On Monday, The New York Times carried a front-page story that could change the outcome of the 2004 elections.
According to the Times, a cache of powerful explosives used to "make missile warheads and detonate nuclear weapons" was missing from an installation where Saddam Hussein had conducted nuclear-weapons research, a facility that "was supposed to be under American military control."
The story was soon all over the television news. Melissa Fleming, the spokeswoman of the United Nations' nuclear watchdog, the International Atomic Energy Agency (IAEA), went on CNN to add fuel to the spreading fire over U.S. "responsibility" for the "lost" explosives.
There was only one problem with the story: There was not a shred of evidence that it was true.
The Times quoted unnamed White House and Pentagon officials acknowledging that the explosives vanished sometime after the American-led invasion last year. But named White House and Pentagon officials have said the opposite. And a senior government official told me: "It is very important the world understands that the stuff in Iraq was missing as of April 10, 2003 - the day after Baghdad fell."
The Times story also quoted IAEA experts saying they assumed that it was indeed Saddam who had moved the explosives - before the U.S. invasion of Iraq. But, they added, it was possible the explosives were only moved to nearby fields where the Times suggests they would be "ripe for looting."
But how? Looters could not have stuffed 380 tons of explosives into their pockets and purses. To transport that much material would have required about 38 large trucks - 10 tons per truck. Before the U.S. invasion, such truck convoys moved about Iraq freely. Once the United States was in occupation, that kind of effort could hardly have gone unnoticed.
So this is a murky story at best and one has to wonder how the Times came to publish it on its front page, just days before the presidential election. The most likely source: Mohamed ElBaradei, head of the IAEA. Why might he want to plant such a story?
"The U.S. is trying to deny ElBaradei a second term," a high U.S. government official told me. "We have been on his case for missing the Libyan nuclear-weapons program and for weakness on the Iranian nuclear-weapons program."
ElBaradei also opposed the liberation of Iraq and objects to Washington's tough stance regarding Iran's attempts to develop nuclear weapons. He would like nothing better than to see President Bush defeated next week.
In other words, a senior U.N. official may have attempted to influence the outcome of an American election by spreading false information. And major U.S. media outlets allowed themselves to be manipulated in pursuit of that goal. Call it "Bomb-gate." Or "Al Qaqaa-gate." - but don't expect the elite media to seriously pursue this or any other scandal in which they themselves may be implicated.
Caught up in the political spin, the major media also have failed to ask this pertinent question: Why did Saddam have the kinds of explosives favored by terrorists - and why was he permitted to keep them? Such explosives, according to the Times, also "are used in standard nuclear-weapons design," and were acquired by Saddam when he "embarked on a crash effort to build an atomic bomb in the late 1980s."
Former federal terrorism prosecutor Andrew McCarthy pointed out that U.N. Security Council Resolution 687, which imposed the terms of the 1991 Gulf War ceasefire, required Iraq to "unconditionally accept the destruction, removal, or rendering harmless, under international supervision, of ... (a)ll ballistic missiles with a range greater than 150 kilometers and related major parts, and repair and production facilities(.)"
Yet the IAEA made no attempt to force Saddam to comply with his obligations to destroy these "related major parts" of ballistic missiles.

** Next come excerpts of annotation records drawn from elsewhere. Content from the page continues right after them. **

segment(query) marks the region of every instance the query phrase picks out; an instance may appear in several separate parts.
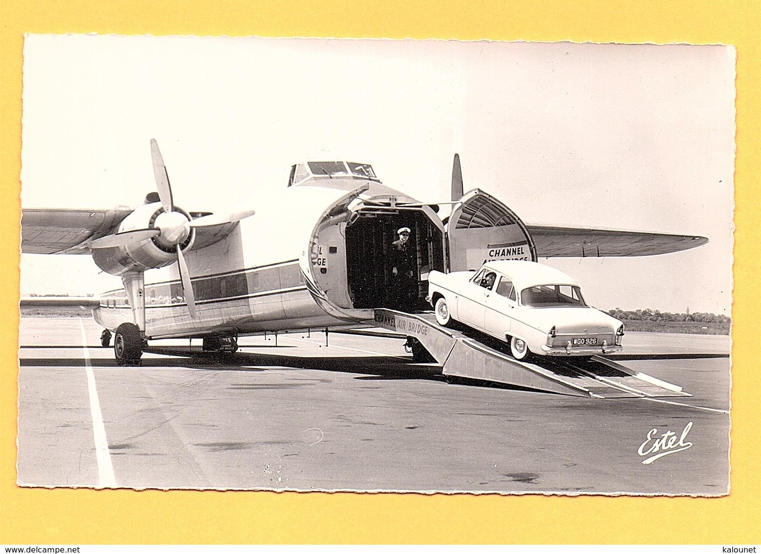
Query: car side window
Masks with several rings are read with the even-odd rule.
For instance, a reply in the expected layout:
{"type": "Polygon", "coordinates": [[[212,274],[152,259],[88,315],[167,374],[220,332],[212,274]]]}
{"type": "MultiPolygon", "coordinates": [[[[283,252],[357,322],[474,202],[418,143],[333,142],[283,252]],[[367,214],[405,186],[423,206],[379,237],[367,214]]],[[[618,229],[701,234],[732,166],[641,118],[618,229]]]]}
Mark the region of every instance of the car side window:
{"type": "Polygon", "coordinates": [[[517,295],[515,293],[515,287],[513,286],[513,282],[507,277],[501,277],[499,280],[499,284],[497,285],[497,294],[505,298],[509,298],[513,301],[517,299],[517,295]]]}
{"type": "Polygon", "coordinates": [[[481,284],[481,278],[483,277],[483,274],[486,272],[486,270],[482,269],[480,271],[479,271],[477,274],[476,274],[476,275],[473,277],[473,278],[471,280],[473,283],[475,283],[476,285],[480,285],[481,284]]]}
{"type": "Polygon", "coordinates": [[[489,273],[487,273],[486,275],[483,276],[483,277],[481,279],[481,282],[479,283],[479,284],[481,285],[481,286],[482,286],[483,288],[489,289],[489,290],[491,290],[492,287],[494,286],[494,282],[495,280],[497,280],[497,274],[495,274],[494,271],[489,271],[489,273]]]}

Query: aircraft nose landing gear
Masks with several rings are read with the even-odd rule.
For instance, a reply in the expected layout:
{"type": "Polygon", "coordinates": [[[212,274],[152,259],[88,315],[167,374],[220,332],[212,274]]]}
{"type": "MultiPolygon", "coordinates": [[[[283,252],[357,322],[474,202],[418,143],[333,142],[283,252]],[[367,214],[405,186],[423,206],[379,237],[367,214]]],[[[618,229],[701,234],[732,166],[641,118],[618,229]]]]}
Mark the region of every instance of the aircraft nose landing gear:
{"type": "Polygon", "coordinates": [[[134,323],[123,323],[116,328],[116,334],[113,339],[113,353],[117,364],[139,366],[142,349],[142,334],[137,325],[134,323]]]}

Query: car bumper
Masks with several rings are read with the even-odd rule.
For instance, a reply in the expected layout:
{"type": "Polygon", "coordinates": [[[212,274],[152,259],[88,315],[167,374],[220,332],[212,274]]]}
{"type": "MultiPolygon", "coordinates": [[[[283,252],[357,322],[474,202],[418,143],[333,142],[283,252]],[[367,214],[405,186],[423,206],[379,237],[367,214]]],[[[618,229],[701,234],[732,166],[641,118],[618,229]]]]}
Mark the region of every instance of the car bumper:
{"type": "Polygon", "coordinates": [[[548,347],[541,346],[541,353],[545,356],[595,356],[599,354],[613,354],[620,352],[623,347],[617,344],[606,344],[595,347],[548,347]]]}

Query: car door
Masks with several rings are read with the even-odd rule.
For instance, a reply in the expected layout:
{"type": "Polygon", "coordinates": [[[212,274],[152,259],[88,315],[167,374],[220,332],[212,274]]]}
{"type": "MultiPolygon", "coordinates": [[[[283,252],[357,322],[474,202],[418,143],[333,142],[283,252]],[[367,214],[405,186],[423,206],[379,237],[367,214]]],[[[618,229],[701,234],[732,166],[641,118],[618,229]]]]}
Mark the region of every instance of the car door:
{"type": "Polygon", "coordinates": [[[495,271],[484,268],[463,286],[457,300],[460,321],[479,331],[483,330],[486,302],[492,294],[492,287],[496,279],[497,274],[495,271]]]}
{"type": "Polygon", "coordinates": [[[515,307],[517,305],[517,292],[512,280],[505,275],[500,275],[495,283],[494,291],[486,299],[484,329],[489,334],[504,339],[510,333],[515,307]]]}

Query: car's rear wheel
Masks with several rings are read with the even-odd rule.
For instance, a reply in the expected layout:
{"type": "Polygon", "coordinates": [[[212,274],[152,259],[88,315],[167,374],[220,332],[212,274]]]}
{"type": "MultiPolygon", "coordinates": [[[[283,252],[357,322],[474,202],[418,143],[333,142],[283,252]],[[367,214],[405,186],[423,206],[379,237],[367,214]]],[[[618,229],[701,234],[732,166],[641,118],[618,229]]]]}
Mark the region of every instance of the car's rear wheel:
{"type": "Polygon", "coordinates": [[[449,305],[447,304],[447,299],[444,296],[436,300],[434,313],[436,314],[436,323],[440,325],[448,325],[452,321],[451,314],[449,313],[449,305]]]}
{"type": "Polygon", "coordinates": [[[510,353],[515,359],[522,361],[531,357],[531,351],[528,349],[526,341],[517,337],[513,337],[510,339],[510,353]]]}

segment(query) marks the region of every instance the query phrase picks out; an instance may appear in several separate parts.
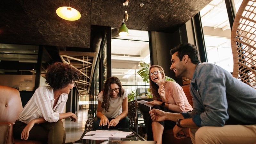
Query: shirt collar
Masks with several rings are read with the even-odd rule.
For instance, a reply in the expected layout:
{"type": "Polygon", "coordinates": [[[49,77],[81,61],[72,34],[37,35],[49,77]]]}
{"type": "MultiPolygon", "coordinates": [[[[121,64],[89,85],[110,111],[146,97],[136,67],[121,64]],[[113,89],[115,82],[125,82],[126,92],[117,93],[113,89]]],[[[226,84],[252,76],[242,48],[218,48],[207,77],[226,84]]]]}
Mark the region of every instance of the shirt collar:
{"type": "Polygon", "coordinates": [[[201,63],[198,63],[197,64],[197,65],[196,66],[196,69],[195,69],[195,71],[194,72],[194,74],[193,75],[193,77],[192,77],[192,79],[191,80],[191,83],[196,83],[196,73],[197,72],[197,68],[199,67],[199,66],[201,65],[202,64],[201,63]]]}
{"type": "MultiPolygon", "coordinates": [[[[54,98],[53,97],[53,88],[52,87],[50,87],[50,97],[51,98],[51,100],[54,100],[54,98]]],[[[65,101],[65,96],[66,95],[67,95],[68,94],[67,93],[62,93],[60,96],[60,98],[59,98],[59,100],[58,101],[65,101]]]]}

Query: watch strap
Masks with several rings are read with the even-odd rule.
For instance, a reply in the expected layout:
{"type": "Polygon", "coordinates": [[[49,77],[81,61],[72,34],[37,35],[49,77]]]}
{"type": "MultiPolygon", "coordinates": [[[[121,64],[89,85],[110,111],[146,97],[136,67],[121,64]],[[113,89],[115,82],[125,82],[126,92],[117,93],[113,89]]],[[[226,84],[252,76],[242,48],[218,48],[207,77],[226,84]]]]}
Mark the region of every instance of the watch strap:
{"type": "Polygon", "coordinates": [[[164,102],[163,102],[161,104],[161,106],[163,106],[164,107],[164,105],[165,105],[165,103],[164,102]]]}
{"type": "Polygon", "coordinates": [[[180,128],[183,128],[183,127],[180,125],[180,121],[182,119],[178,119],[177,120],[177,121],[176,122],[176,125],[177,125],[177,126],[178,126],[178,127],[180,127],[180,128]]]}

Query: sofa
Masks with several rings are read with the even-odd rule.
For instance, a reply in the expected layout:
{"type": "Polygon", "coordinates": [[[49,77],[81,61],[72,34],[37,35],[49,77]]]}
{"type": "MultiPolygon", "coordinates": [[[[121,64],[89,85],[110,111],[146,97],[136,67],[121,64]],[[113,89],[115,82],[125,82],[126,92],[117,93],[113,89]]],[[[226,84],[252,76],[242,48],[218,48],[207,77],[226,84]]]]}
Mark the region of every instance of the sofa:
{"type": "Polygon", "coordinates": [[[0,85],[0,144],[43,144],[36,140],[15,140],[13,126],[23,108],[20,92],[10,87],[0,85]]]}

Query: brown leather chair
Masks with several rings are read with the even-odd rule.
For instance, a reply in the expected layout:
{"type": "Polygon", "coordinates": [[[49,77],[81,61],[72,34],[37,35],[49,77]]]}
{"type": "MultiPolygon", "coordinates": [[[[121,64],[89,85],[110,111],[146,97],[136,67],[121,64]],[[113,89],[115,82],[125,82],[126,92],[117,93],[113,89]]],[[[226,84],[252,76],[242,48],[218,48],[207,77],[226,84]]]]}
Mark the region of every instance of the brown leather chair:
{"type": "MultiPolygon", "coordinates": [[[[193,107],[193,102],[192,101],[192,96],[189,92],[189,84],[186,84],[181,86],[183,91],[185,93],[189,104],[193,107]]],[[[179,143],[179,144],[192,144],[190,138],[189,133],[189,129],[187,128],[187,138],[179,139],[175,138],[173,136],[173,132],[172,130],[167,130],[164,131],[163,133],[162,142],[163,144],[179,143]]]]}
{"type": "Polygon", "coordinates": [[[20,92],[13,88],[0,85],[0,143],[43,144],[36,140],[13,139],[13,125],[22,109],[20,92]]]}

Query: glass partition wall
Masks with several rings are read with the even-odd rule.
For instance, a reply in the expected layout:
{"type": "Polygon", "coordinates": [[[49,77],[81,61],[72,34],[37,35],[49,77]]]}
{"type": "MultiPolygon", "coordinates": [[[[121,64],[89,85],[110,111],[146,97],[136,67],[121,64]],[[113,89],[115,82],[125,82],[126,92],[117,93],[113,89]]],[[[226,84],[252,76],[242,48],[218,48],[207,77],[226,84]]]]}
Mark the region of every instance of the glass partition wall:
{"type": "Polygon", "coordinates": [[[128,36],[111,37],[111,76],[119,79],[128,93],[146,92],[149,83],[137,72],[142,68],[139,63],[150,65],[148,32],[129,29],[128,36]]]}

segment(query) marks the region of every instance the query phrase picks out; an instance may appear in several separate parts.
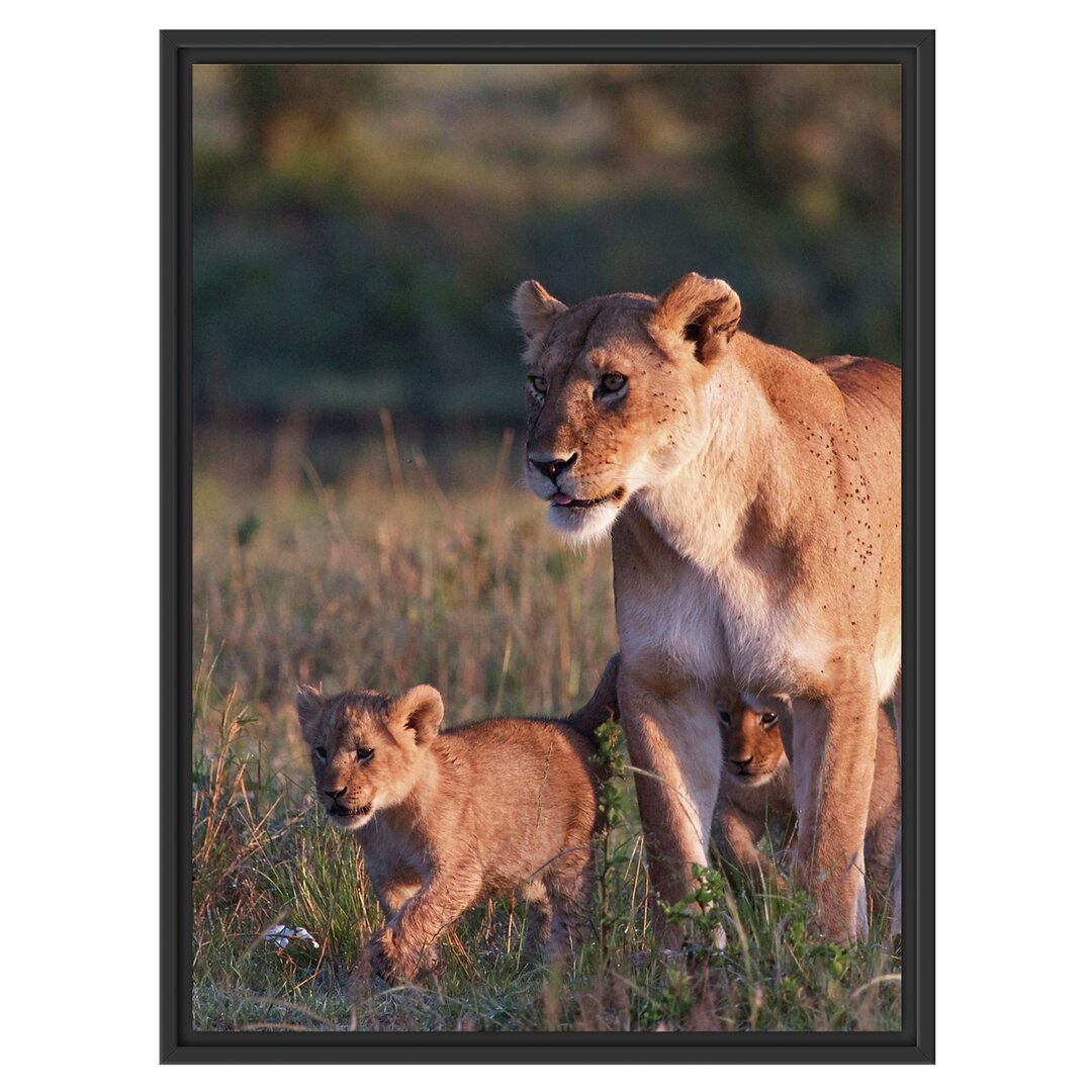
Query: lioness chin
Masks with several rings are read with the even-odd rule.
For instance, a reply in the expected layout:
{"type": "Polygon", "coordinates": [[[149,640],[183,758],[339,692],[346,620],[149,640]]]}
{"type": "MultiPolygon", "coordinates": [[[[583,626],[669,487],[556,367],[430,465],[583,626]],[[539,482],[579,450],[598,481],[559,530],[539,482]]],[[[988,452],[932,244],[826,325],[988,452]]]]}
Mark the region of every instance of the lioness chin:
{"type": "Polygon", "coordinates": [[[571,541],[610,534],[661,898],[686,900],[708,862],[715,693],[786,693],[798,868],[820,928],[856,935],[876,711],[902,658],[899,370],[764,344],[738,331],[735,290],[697,273],[571,308],[529,281],[512,309],[527,484],[571,541]]]}
{"type": "Polygon", "coordinates": [[[462,914],[517,893],[551,956],[580,935],[592,869],[597,769],[592,733],[616,715],[617,656],[566,720],[482,721],[440,732],[430,686],[399,698],[301,686],[299,725],[319,798],[360,843],[387,919],[369,945],[383,977],[439,966],[462,914]]]}

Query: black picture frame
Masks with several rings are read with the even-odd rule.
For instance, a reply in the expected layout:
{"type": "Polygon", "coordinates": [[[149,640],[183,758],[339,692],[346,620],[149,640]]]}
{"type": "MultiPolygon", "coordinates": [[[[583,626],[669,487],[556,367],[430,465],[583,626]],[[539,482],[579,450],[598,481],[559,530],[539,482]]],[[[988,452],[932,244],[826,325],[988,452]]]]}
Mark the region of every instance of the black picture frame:
{"type": "Polygon", "coordinates": [[[167,1063],[931,1063],[935,36],[931,31],[163,31],[161,1058],[167,1063]],[[903,72],[903,1030],[195,1032],[190,1020],[191,118],[194,63],[882,62],[903,72]]]}

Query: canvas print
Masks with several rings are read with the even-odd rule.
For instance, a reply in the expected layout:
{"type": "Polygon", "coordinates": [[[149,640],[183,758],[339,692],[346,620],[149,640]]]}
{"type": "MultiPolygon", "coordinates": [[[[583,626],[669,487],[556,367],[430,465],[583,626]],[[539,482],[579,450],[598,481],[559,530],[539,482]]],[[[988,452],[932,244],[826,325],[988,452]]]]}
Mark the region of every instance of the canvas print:
{"type": "Polygon", "coordinates": [[[902,1028],[897,64],[206,64],[192,1026],[902,1028]]]}

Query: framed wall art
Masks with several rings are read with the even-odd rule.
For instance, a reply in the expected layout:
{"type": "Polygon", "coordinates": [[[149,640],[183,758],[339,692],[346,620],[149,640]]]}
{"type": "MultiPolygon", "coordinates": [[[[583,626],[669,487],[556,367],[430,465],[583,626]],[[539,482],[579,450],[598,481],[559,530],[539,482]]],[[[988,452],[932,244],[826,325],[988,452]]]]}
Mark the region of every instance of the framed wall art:
{"type": "Polygon", "coordinates": [[[161,38],[165,1061],[930,1061],[931,32],[161,38]]]}

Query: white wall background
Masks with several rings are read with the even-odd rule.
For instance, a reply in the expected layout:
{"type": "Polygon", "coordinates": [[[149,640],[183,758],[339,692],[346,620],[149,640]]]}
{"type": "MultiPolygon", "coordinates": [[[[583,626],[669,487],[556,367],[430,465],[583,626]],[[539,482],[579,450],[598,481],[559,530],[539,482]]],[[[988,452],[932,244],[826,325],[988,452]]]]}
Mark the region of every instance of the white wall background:
{"type": "MultiPolygon", "coordinates": [[[[410,13],[223,0],[31,10],[9,12],[0,67],[8,1066],[45,1088],[287,1088],[317,1075],[156,1069],[156,29],[405,26],[410,13]]],[[[995,4],[982,25],[936,3],[887,4],[882,20],[867,3],[750,11],[426,2],[412,25],[938,27],[939,1065],[328,1079],[1078,1080],[1090,982],[1087,16],[1057,0],[995,4]]]]}

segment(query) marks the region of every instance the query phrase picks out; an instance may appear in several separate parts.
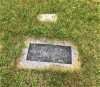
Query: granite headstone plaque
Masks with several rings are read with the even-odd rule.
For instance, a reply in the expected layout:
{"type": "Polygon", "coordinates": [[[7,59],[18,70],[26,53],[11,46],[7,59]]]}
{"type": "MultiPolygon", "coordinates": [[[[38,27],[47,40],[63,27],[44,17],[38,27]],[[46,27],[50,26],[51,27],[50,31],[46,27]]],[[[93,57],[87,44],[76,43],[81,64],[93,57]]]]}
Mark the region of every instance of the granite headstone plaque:
{"type": "Polygon", "coordinates": [[[72,64],[71,46],[30,43],[26,60],[72,64]]]}

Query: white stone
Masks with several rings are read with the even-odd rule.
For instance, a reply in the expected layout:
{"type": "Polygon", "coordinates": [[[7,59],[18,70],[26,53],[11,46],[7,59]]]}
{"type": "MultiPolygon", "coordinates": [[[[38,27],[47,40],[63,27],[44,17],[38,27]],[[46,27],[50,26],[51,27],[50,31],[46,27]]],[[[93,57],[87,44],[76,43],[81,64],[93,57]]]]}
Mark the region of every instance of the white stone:
{"type": "Polygon", "coordinates": [[[41,22],[56,22],[57,15],[56,14],[39,14],[37,19],[41,22]]]}

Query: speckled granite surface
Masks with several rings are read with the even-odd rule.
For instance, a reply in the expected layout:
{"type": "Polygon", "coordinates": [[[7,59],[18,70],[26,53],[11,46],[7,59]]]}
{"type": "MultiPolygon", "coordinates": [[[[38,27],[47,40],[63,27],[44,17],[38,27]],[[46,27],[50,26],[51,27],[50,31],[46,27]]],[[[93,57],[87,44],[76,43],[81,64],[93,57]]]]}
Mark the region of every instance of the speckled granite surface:
{"type": "Polygon", "coordinates": [[[71,46],[30,43],[27,60],[71,64],[71,46]]]}

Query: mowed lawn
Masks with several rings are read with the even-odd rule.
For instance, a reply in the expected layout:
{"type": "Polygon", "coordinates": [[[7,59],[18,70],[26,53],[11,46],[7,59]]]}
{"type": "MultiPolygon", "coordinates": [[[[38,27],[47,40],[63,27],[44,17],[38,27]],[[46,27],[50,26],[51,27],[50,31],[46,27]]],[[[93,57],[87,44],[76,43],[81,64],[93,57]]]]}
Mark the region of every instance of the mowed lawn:
{"type": "Polygon", "coordinates": [[[99,63],[100,3],[96,0],[0,0],[0,87],[100,87],[99,63]],[[41,13],[57,14],[57,22],[39,22],[41,13]],[[24,41],[32,37],[75,44],[80,70],[18,69],[16,59],[24,41]]]}

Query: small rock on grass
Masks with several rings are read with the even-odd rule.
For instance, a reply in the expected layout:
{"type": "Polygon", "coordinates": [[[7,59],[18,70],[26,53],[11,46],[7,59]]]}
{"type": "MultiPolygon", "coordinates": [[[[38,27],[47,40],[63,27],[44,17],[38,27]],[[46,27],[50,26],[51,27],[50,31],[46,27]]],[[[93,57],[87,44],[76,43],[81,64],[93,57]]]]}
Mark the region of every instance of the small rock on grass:
{"type": "Polygon", "coordinates": [[[37,19],[41,22],[56,22],[57,15],[56,14],[39,14],[37,19]]]}

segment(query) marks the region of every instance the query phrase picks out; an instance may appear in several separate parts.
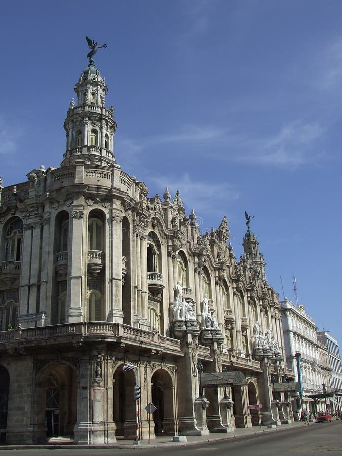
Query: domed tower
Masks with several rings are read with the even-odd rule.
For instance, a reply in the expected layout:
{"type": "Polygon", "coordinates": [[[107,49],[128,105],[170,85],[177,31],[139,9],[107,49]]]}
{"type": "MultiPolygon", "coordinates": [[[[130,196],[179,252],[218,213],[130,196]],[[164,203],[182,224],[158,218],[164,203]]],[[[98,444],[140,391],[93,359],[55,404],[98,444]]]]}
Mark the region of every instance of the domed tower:
{"type": "Polygon", "coordinates": [[[77,101],[72,99],[64,124],[66,150],[61,166],[82,163],[110,166],[115,163],[114,108],[106,108],[108,88],[92,58],[98,47],[93,44],[87,56],[89,64],[75,87],[77,101]]]}
{"type": "Polygon", "coordinates": [[[257,265],[260,270],[260,276],[264,280],[266,280],[266,272],[265,267],[266,263],[263,259],[263,255],[259,251],[259,241],[257,238],[249,227],[251,218],[253,217],[246,213],[246,219],[247,231],[243,238],[243,246],[245,253],[249,255],[254,264],[257,265]]]}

In addition, McCarthy noted, Iraq was required "not to acquire or develop nuclear weapons or nuclear-weapons-usable material or any subsystems or components" and, to the extent it had such items, present them for "urgent on-site inspection and the destruction, removal or rendering harmless as appropriate of all items specified above."
It doesn't require a rocket scientist to understand that a detonator is a key component of a nuclear bomb. But according to the Times, Saddam persuaded ElBaradei that he wanted to hold onto the explosives in case they were needed "for eventual use in mining and civilian construction" - and ElBaradai agreed.
It gets worse: U.N. weapons inspectors led by Rolf Ekeus asked the IAEA to dispose of these explosives back in 1995. The IAEA did not do so - and between 1998, when Saddam forced U.N. inspectors out of Iraq, and late 2002, when U.S. pressure caused him to allow inspectors to return, 35 tons of HMX went missing. The Iraqis claimed they used it in their cement industry. Sure.
Moreover, we now know that just when ElBaradei was taking Saddam's word, other U.N. officials were taking his money as part of a multibillion-dollar scam, the United Nations' own oil-for-food program.
Knowing all this, are you confident that had Saddam been left in power, some of these dangerous substances would not have disappeared - again? And if they did, are you confident that ElBaradei would have demanded anything more than a stern letter to Saddam in response?
No, it requires seasoned, elite journalists to be that willfully credulous.